Однако он не манкировал службой и аккуратно высиживал положенные часы в секретарской комнате, в которой зачастую позванивали шпорами адъютанты главноуправляющего – герцога Виртембергского.
Помощник секретаря прислушивался к звону шпор и, путая действительность с воображаемым, кого-то ожидал. Но приходили и уходили разные адъютанты, не приходил только штабс-капитан Бестужев. Глинка снова склонялся к бумагам, и жестокая правда вступала в свои права. Штабс-капитан Бестужев никогда не будет звенеть шпорами – теперь звенят на нем кандалы, набитые на ноги и на руки… Бедный певец!..
Вечерами Глинка медленно расхаживал по комнатам пустой квартиры. Давно ли читали здесь однокорытники стихи Кондратия Рылеева… И ты, бедный певец!
А из прошлого глядел на него милый призрак Кюхли, и опять повторял Глинка:
– Бедный, бедный певец!
Так и бродил он по комнатам, тщетно дожидаясь часа, когда смилостивится сон. В открытые окна вливались новые волны гари. Может быть, и туда, в казематы Петропавловской крепости, проникает эта воздушная гарь, тревожная вестница пожара?
Уже потемнели, словно нахмурились, белые ночи, но дневной зной нимало не спадал. Город жил в томлении. По городу, как искры по пожарищу, носились слухи.

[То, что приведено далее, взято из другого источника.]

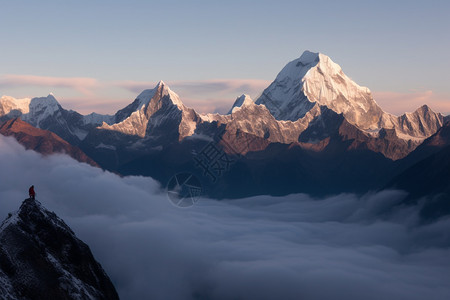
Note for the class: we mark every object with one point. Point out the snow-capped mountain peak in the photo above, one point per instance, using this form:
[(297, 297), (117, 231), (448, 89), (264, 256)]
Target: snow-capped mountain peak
[(11, 105), (43, 259), (315, 78), (134, 119)]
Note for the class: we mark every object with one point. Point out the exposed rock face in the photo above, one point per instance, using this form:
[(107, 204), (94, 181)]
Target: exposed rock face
[(46, 113), (42, 141), (41, 258), (153, 109)]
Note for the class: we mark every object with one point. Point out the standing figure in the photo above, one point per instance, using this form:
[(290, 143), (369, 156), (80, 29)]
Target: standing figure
[(31, 192)]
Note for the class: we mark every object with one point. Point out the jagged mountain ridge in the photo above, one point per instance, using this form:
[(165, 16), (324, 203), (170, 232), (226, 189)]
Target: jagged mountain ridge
[(42, 141), (41, 258), (294, 98), (311, 106), (46, 113)]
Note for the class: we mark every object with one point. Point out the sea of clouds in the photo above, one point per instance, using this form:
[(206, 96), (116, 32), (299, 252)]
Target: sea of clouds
[(292, 247)]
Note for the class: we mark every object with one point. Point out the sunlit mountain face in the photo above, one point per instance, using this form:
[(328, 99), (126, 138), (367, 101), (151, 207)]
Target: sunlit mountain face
[(309, 191)]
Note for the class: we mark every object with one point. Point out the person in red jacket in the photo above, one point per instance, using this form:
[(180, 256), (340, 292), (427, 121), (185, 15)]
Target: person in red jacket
[(31, 192)]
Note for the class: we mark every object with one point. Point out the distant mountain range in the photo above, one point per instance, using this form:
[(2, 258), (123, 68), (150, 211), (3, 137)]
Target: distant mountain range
[(312, 130), (41, 258)]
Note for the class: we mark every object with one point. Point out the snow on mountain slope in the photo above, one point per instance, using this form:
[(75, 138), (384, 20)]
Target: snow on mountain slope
[(97, 119), (240, 101), (41, 258), (151, 109), (315, 78), (46, 113)]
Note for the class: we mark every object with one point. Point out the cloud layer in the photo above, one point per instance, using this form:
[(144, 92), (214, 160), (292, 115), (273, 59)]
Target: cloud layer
[(292, 247)]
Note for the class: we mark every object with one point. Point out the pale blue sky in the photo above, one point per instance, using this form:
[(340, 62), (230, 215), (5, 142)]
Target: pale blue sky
[(398, 50)]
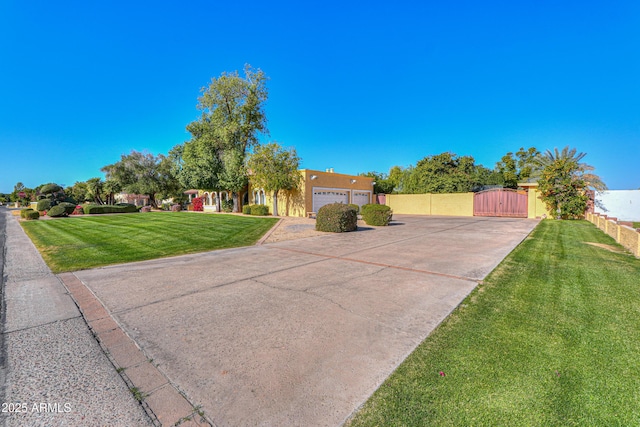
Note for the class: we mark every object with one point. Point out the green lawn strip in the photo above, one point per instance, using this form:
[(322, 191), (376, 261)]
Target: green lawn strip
[(71, 244), (552, 337)]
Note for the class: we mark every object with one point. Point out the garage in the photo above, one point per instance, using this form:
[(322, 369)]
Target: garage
[(326, 196)]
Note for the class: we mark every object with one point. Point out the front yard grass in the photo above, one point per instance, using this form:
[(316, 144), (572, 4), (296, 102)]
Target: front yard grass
[(551, 338), (71, 244)]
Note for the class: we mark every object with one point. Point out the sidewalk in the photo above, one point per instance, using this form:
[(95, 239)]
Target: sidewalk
[(52, 370)]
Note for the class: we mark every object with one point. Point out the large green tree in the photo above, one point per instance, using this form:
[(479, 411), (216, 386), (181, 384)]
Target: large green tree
[(142, 173), (274, 168), (564, 181), (441, 173), (231, 121)]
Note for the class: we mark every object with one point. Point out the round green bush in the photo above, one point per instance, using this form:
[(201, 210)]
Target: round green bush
[(377, 215), (23, 212), (227, 205), (32, 214), (260, 210), (336, 218), (57, 211), (43, 205), (68, 207)]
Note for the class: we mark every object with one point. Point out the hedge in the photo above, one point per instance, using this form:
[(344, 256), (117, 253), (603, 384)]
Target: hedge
[(57, 211), (336, 218), (261, 210), (23, 212), (102, 209), (377, 215), (68, 207)]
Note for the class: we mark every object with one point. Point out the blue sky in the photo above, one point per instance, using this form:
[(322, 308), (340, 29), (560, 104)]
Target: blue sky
[(356, 86)]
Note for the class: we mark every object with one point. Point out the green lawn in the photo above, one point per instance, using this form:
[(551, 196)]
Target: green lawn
[(77, 243), (552, 338)]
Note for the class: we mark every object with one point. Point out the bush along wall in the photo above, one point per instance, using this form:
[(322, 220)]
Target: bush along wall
[(102, 209), (31, 214), (260, 210), (57, 211), (336, 218), (376, 215)]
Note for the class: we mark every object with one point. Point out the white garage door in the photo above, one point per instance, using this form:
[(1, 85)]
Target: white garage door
[(361, 197), (323, 196)]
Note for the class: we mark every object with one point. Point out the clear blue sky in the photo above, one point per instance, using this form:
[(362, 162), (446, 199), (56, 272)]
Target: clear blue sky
[(357, 86)]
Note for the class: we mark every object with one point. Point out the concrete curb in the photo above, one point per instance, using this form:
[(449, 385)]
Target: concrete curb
[(161, 399)]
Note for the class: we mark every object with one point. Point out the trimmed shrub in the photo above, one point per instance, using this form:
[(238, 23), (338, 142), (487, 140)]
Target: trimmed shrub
[(43, 205), (227, 205), (197, 204), (68, 207), (377, 215), (57, 211), (261, 210), (102, 209), (336, 218), (23, 212), (31, 214)]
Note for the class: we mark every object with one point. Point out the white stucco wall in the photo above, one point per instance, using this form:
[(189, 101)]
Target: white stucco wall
[(621, 204)]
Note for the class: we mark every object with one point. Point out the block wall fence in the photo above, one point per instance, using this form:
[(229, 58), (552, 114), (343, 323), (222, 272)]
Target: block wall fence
[(623, 233)]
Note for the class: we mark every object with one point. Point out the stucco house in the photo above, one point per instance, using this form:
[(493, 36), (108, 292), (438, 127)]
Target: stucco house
[(317, 189)]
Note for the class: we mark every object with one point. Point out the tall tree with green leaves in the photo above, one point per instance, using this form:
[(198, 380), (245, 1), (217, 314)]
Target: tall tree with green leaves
[(441, 173), (564, 180), (231, 121), (274, 168), (142, 173), (517, 167)]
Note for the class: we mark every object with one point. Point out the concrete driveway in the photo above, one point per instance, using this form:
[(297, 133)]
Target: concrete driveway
[(300, 332)]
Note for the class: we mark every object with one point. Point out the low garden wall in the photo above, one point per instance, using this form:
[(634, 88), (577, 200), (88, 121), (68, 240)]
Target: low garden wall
[(623, 234), (457, 204)]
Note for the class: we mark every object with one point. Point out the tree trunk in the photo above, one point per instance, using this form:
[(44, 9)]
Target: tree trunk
[(234, 196), (275, 203)]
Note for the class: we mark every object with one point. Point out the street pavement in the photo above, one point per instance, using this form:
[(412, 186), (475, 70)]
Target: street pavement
[(52, 370)]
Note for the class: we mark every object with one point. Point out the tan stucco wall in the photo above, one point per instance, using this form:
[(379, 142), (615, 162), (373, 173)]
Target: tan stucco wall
[(536, 208), (300, 202), (458, 204), (411, 204)]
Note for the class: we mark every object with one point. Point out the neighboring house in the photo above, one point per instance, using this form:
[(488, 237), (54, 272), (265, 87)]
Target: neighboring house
[(134, 199), (316, 190)]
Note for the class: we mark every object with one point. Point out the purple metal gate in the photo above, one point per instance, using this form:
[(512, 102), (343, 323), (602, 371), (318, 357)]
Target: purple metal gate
[(500, 202)]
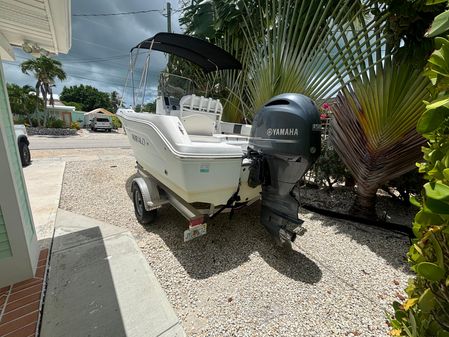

– Сказывают в народе, Михаил Иванович, быть беде, – скрипел дядька Яков, сменивший Илью.
– Какой беде?
– Будто крови прольются реки. Не слыхали? Будто станут бунтовщикам головы рубить. Неужто не слыхали? – Яков опирается на косяк двери и продолжает: – Сушь вон какая и пожары, а тут еще кровь… Нешто кровью землю напоишь? Бог от века такое запретил…
– Бог! – откликается Глинка. – А кто твоего бога слушать станет?
– Вот то-то и оно, – раздумчиво говорит Яков. – А ежели кровь прольется, она к богу возопиет… Так подам чайку, Михаил Иванович?
– Поди, поди, и без тебя тошно!
Но Яков, воспользовавшись минутой, уже наставил на стол трактирных яств.
Глинка сидел за чаем осунувшийся, с глубоко запавшими глазами. Если же приходило сонное забытье, мозг попрежнему испытывал тупую боль. Впрочем, по свойственной ему обстоятельности, титулярный советник продолжал ходить в должность и, по обязанности помощника секретаря, неуклонно просматривал «Правительственный вестник». Тут, в напыщенных словах высочайшего указа, данного правительствующему сенату 2 июля 1826 года, перед ним неожиданно предстало недавнее прошлое.
«В ознаменование благоволения нашего и признательности, – гласил указ, – к отличному подвигу, оказанному лейб-гвардии драгунского полка прапорщиком Шервудом против злоумышленников, посягавших на спокойствие и благосостояние государства и на самую жизнь блаженныя памяти государя императора Александра I, всемилостивейше повелеваем: к нынешней фамилии его прибавить слово Верный и впредь как ему, так и потомству его именоваться: Шервуд-Верный».
Деликатная профессия Ивана Васильевича получила еще раз гласное признание с высоты престола. А в сенате уже давно заседал верховный суд, назначенный над теми, кто был заранее осужден царем. В инструкциях, данных судьям, было предусмотрено все – и время и церемониал казни. Казнить осужденных следовало рано утром, но непременно так, «чтобы от 3 до 4 часов могла кончиться обедня и их можно было причастить». Николай Павлович распорядился, чтобы выведенных на казнь барабаны встретили не иначе, как приятной для слуха дробью. Царь земной хотел препроводить свои жертвы к царю небесному с полным соблюдением этикета.
Итак, было предусмотрено все. Оставалось только ждать.
Тринадцатое июля 1826 года император провел в Царском Селе. С утра он был в парке. Стоял над прудом за Кагульским памятником и бросал платок в воду, заставляя собаку выносить его на берег. В полдень к пруду явился камер-лакей. Царь бросил собаку и платок и помчался ко дворцу. Фельдъегерь, прибывший из Петербурга, вручил его величеству спешное донесение: свершилось… Рылеев, Каховский, Пестель, Муравьев-Апостол и Бестужев-Рюмин были казнены.